My apologies if you happen to be a female.  What I'm trying to intimate is that this stabradoodle (you have my permission to use "stabradoodle" in casual conversation) is totally worth subletting.  I wish that sentence made more sense.  Fuck it!  The death sequences are banal, but everything else is put together with surprising discernment.  The acting is natural, the pace is even and the identity of the killer caught this dullard off guard.  Look, we all know I'm a slack-jawed plonker.  You don't have to rub it in, despite some no-name on IMDb claiming that the twist was predictable.

Oh, the screen grab?  That's a man approaching an alien ship in 1968's Goke, Body Snatcher From Hell.  It's a little stylish and a lot wonky.  Would you believe that it's a Criterion release?  The film was included in a box set called When Horror Came to Shochiku right alongside such benders as The X From Outer Space, The Living Skeleton and Genocide.  It's not bad, but if I'm being honest, I drifted off to sleep toward the end.  I can recommend what I saw, though.  Does the phrase "forehead vagina" mean anything to you? No, Goke wasn't directed by David Cronenberg.

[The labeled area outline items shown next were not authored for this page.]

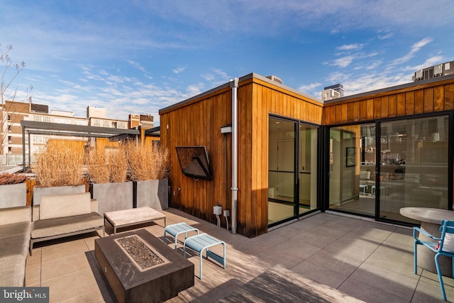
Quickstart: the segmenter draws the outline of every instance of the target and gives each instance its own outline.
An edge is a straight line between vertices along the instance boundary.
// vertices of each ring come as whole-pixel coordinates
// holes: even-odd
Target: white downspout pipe
[[[232,88],[232,233],[236,233],[236,209],[238,199],[238,78],[230,82]]]

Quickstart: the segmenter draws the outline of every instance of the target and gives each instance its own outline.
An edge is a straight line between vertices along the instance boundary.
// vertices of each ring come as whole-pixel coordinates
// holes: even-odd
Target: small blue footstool
[[[174,238],[175,239],[175,250],[177,250],[177,243],[178,235],[180,233],[184,233],[184,238],[187,238],[187,233],[189,231],[196,231],[197,234],[199,234],[199,229],[191,226],[190,225],[187,225],[186,223],[177,223],[176,224],[167,225],[165,228],[164,228],[164,243],[165,241],[165,236],[167,233],[170,233]]]
[[[224,253],[223,256],[218,255],[216,253],[214,253],[209,250],[209,248],[216,245],[222,244],[223,246]],[[201,263],[204,250],[206,250],[206,258],[211,258],[213,260],[222,264],[224,268],[226,268],[226,243],[220,240],[213,238],[206,233],[201,233],[199,235],[193,236],[187,238],[184,240],[183,244],[183,255],[186,257],[186,248],[189,247],[194,251],[199,253],[200,255],[200,277],[201,280]]]

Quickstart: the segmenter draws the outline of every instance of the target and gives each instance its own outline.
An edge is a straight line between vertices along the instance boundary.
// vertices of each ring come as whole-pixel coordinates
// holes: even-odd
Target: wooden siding
[[[231,134],[221,133],[221,127],[232,123],[231,96],[231,87],[223,87],[160,112],[161,146],[168,148],[172,163],[170,204],[213,224],[216,223],[214,206],[231,211]],[[254,237],[267,230],[270,115],[329,126],[450,110],[454,109],[454,80],[323,104],[250,77],[240,82],[238,99],[237,231]],[[212,180],[195,180],[182,173],[175,146],[184,145],[206,147]],[[223,217],[221,225],[226,226]]]
[[[453,79],[325,104],[323,123],[341,124],[454,109]]]
[[[170,204],[212,223],[214,206],[231,214],[231,134],[221,133],[222,126],[232,123],[231,96],[226,87],[160,113],[161,145],[170,151],[172,162]],[[270,114],[320,124],[323,104],[256,78],[240,83],[238,99],[237,231],[254,237],[268,225]],[[206,147],[212,180],[196,181],[182,173],[175,146],[184,145]]]

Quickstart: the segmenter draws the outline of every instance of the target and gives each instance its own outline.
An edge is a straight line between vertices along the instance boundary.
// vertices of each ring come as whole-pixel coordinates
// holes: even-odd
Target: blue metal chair
[[[416,236],[416,231],[419,231],[419,233],[423,234],[426,237],[433,241],[432,241],[421,240]],[[440,238],[437,238],[419,227],[413,228],[413,237],[414,238],[414,273],[417,273],[416,268],[418,258],[416,255],[416,247],[418,245],[423,245],[424,246],[428,248],[431,250],[436,253],[435,265],[437,268],[437,274],[438,275],[440,288],[441,288],[441,294],[443,295],[443,299],[446,301],[446,294],[445,293],[445,287],[443,284],[443,278],[441,277],[441,270],[440,270],[438,257],[440,257],[441,255],[445,255],[447,257],[454,258],[454,251],[447,251],[443,250],[443,244],[445,243],[445,235],[447,233],[454,234],[454,221],[442,220],[441,226],[440,227],[440,231],[441,232],[441,236],[440,236]],[[454,235],[453,235],[453,237],[454,237]],[[453,261],[453,272],[454,272],[454,260]]]

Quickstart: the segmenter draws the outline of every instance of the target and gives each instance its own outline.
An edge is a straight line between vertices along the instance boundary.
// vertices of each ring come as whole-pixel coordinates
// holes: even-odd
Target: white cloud
[[[311,83],[309,84],[300,86],[299,87],[298,87],[298,90],[300,92],[307,93],[307,92],[312,91],[316,89],[317,87],[321,87],[322,85],[323,84],[319,82]]]
[[[419,51],[422,48],[431,43],[433,41],[433,39],[430,37],[425,38],[416,43],[411,45],[410,48],[410,51],[405,55],[394,60],[392,63],[391,66],[399,65],[406,62],[409,61],[413,57],[414,57],[415,53]]]
[[[338,66],[339,67],[347,67],[352,62],[355,57],[345,56],[339,59],[336,59],[331,65]]]
[[[341,46],[336,48],[337,50],[359,50],[364,47],[364,44],[354,43],[354,44],[345,44]]]
[[[174,74],[177,74],[177,75],[178,75],[178,74],[181,74],[182,72],[184,72],[184,70],[186,70],[186,67],[179,65],[179,66],[178,66],[178,67],[177,67],[176,68],[175,68],[175,69],[172,70],[172,72]]]

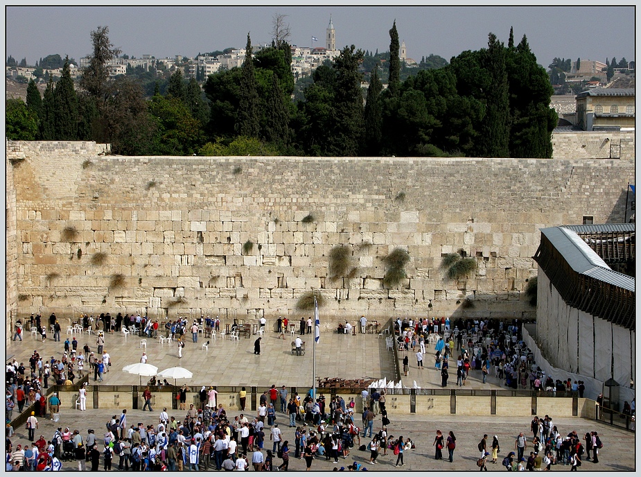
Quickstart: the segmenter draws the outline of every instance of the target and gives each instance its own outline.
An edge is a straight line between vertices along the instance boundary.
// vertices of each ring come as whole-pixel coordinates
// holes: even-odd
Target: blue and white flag
[[[316,323],[316,334],[315,335],[314,340],[316,342],[320,341],[320,320],[318,318],[318,302],[316,301],[316,297],[314,297],[314,320]]]

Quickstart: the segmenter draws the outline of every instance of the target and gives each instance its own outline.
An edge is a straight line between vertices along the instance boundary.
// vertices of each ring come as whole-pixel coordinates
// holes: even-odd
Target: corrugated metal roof
[[[590,225],[563,225],[564,229],[569,229],[577,234],[599,234],[601,232],[635,231],[633,223],[623,224],[594,224]]]
[[[634,224],[612,224],[612,225],[632,225]],[[574,225],[572,228],[595,227],[594,225]],[[602,227],[597,225],[596,227]],[[624,290],[635,291],[635,279],[615,272],[603,261],[596,252],[579,235],[568,227],[551,227],[541,229],[552,246],[556,248],[577,273],[591,277]]]
[[[593,88],[583,91],[577,95],[577,98],[586,96],[633,96],[634,88]]]

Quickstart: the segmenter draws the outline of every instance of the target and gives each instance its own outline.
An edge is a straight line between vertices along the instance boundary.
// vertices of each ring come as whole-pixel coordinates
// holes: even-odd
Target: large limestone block
[[[401,212],[401,223],[419,223],[418,211],[405,211]]]

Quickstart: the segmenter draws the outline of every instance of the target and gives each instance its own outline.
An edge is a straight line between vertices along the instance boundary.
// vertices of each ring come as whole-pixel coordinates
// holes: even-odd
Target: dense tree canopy
[[[10,123],[12,137],[93,139],[130,155],[552,154],[553,89],[525,35],[516,44],[511,29],[505,46],[490,33],[486,48],[450,62],[430,55],[410,67],[398,57],[394,22],[389,52],[345,46],[295,85],[286,26],[278,26],[272,46],[256,55],[248,34],[242,67],[188,80],[186,64],[170,76],[157,76],[164,68],[157,63],[149,71],[130,66],[131,74],[109,78],[107,62],[118,52],[107,27],[99,26],[91,32],[94,52],[78,92],[69,58],[57,83],[41,70],[49,80],[44,97],[30,83],[26,105],[8,103],[8,130]],[[15,62],[10,56],[7,63]],[[554,58],[550,68],[561,78],[569,62]],[[613,58],[608,67],[626,64]]]

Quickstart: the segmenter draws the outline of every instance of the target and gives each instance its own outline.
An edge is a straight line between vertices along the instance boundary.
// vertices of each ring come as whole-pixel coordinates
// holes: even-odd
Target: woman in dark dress
[[[434,458],[437,460],[440,460],[443,458],[443,433],[440,431],[437,431],[437,435],[434,438],[434,442],[432,444],[434,446],[435,449],[434,453]]]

I just might check in tomorrow or the next day to give my impressions of the Royal Rumble.  And Raw.  And Smackdown.


Bad Day

Sabbatical.  Accident today.  Thought I broke my leg, but I didn't. Hurts, though.  Hand still hurts.  Long story.


Blood Capsule #69


"Cop kabob!"  Fuck, don't you just love cheesy one-liners in cheesy horror films of yesteryear?  Even the bad ones (I'm talking suicidally bad) put a doltish grin on my face.  That's how I would describe my impression of 1992's Sleepwalkers.  It's stupid...God, it's stupid, but it made me forget the world for 91 minutes.  I appreciate that because I'm currently nursing a (possibly) broken hand, and I'll take any frowzy, frou-frou entertainment I can find.  Going in, I didn't realize that Stephen King adapted the screenplay from his own unpublished story.  What is it with him and icky subject matter?  If I had only read It and watched Sleepwalkers, I would wonder about his preoccupation with prepubescent gangbanging and incestuous pussy monsters.

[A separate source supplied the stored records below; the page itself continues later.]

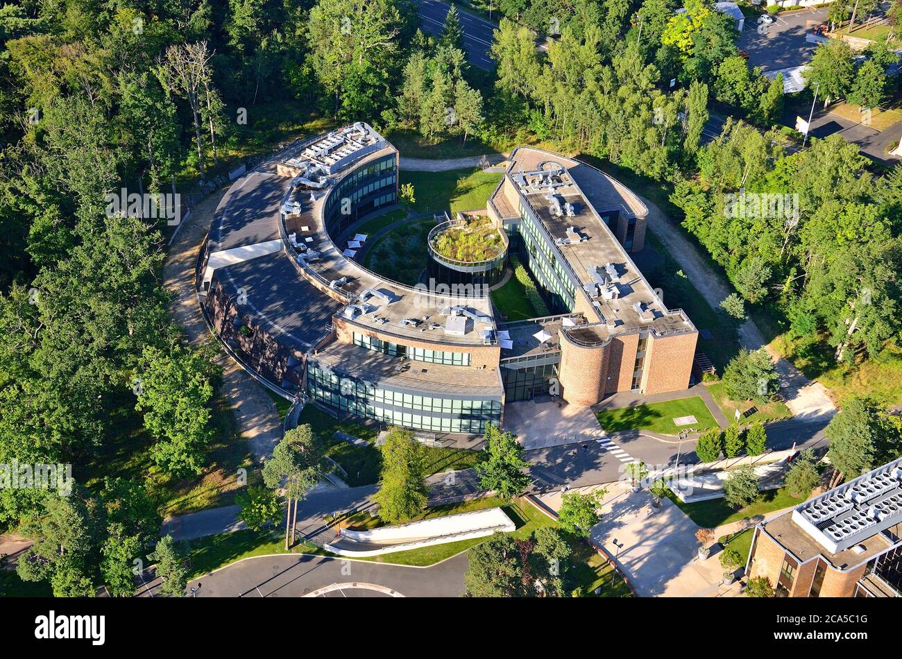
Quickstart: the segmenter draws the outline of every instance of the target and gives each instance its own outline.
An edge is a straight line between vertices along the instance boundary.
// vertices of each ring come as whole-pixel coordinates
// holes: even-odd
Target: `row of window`
[[[501,416],[492,419],[483,418],[452,418],[448,416],[430,416],[414,412],[403,412],[396,409],[385,409],[364,401],[345,398],[336,396],[334,392],[317,387],[309,388],[309,394],[319,402],[336,407],[364,418],[374,419],[393,426],[402,426],[413,430],[428,430],[433,433],[472,433],[483,435],[485,426],[492,423],[497,426]]]
[[[447,366],[469,366],[469,352],[452,352],[445,350],[428,350],[410,345],[392,343],[374,336],[354,333],[354,344],[375,352],[384,352],[392,357],[407,357],[417,362],[426,362],[430,364],[446,364]]]
[[[565,265],[541,233],[537,224],[539,220],[534,219],[531,212],[522,204],[520,211],[523,218],[520,230],[532,276],[548,291],[555,306],[562,311],[573,311],[576,288],[570,280]]]
[[[364,180],[377,177],[383,171],[391,172],[395,171],[395,159],[394,156],[389,156],[387,158],[382,158],[375,162],[371,162],[366,167],[362,167],[357,171],[353,174],[349,174],[341,182],[336,186],[335,189],[332,191],[332,196],[326,204],[327,213],[339,202],[343,197],[344,192],[353,190],[354,188],[359,186]],[[392,174],[393,176],[393,174]]]
[[[342,398],[361,398],[367,402],[382,403],[395,407],[443,414],[484,416],[501,415],[502,411],[500,400],[442,398],[401,393],[381,389],[363,380],[338,376],[312,363],[308,367],[307,376],[308,382],[311,386],[331,391]]]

Mick Garris directs it all with a cool, imperturbable stasis (you'd never guess that it was a scrambled shoot).  I dug the steady pans and the rich lighting.  The occasional hiccup editing?  Well, I blame the studio, although a heft of juicy gore did escape their imposed scissors.  The acting is better than I was expecting.  Madchen Amick is a peach as the virginal, lily-white Tanya.  I actually wanted her to live, which I'm told is a good thing.  And I'd give King credit for crafting down-to-earth characters, but unfortunately, I'd also have to give him credit for plot holes and haphazard dialogue.  Seriously, what the fuck was up with the black policeman (oops, I mean African-American; I wouldn't want to offend white people)?  There comes Johnny with his pecker in his hand?  He's off to the rodeo?  What???

Sleepwalkers is fun.  Not as fun as, say, playing board games with anthropomorphized soft pretzels, but still.


Go Bloodsuck Yourself

Depression, am I right?  Here lately, I haven't had any interest in activities I would normally be interested in.  No energy.  No real desire to go outside or even get out of bed.  That's fucking depression.  But hey, I've been dealing with it for over a decade now, and it pirouettes in crests.  Of course, the crest is the highest point of a wave.  I'm currently in a trough (that's the lowest point, for all you middle-schoolers out there).  Misery intensifies during the winter months, as it does for most folks who suffer from chronic depression.

What am I going on about?  Oh!  Don't expect the site to renew its strength until 2017 is mushrooming.  I've been sitting on an episode of Insomnia Theatre, and I have plenty of movies to critique.  I just watched 1976's Bloodsucking Freaks.  Probably should have reviewed it, but MEH.  See, that's the depression talking.  I did like it. It's supposed to be an uproarious comedy, right?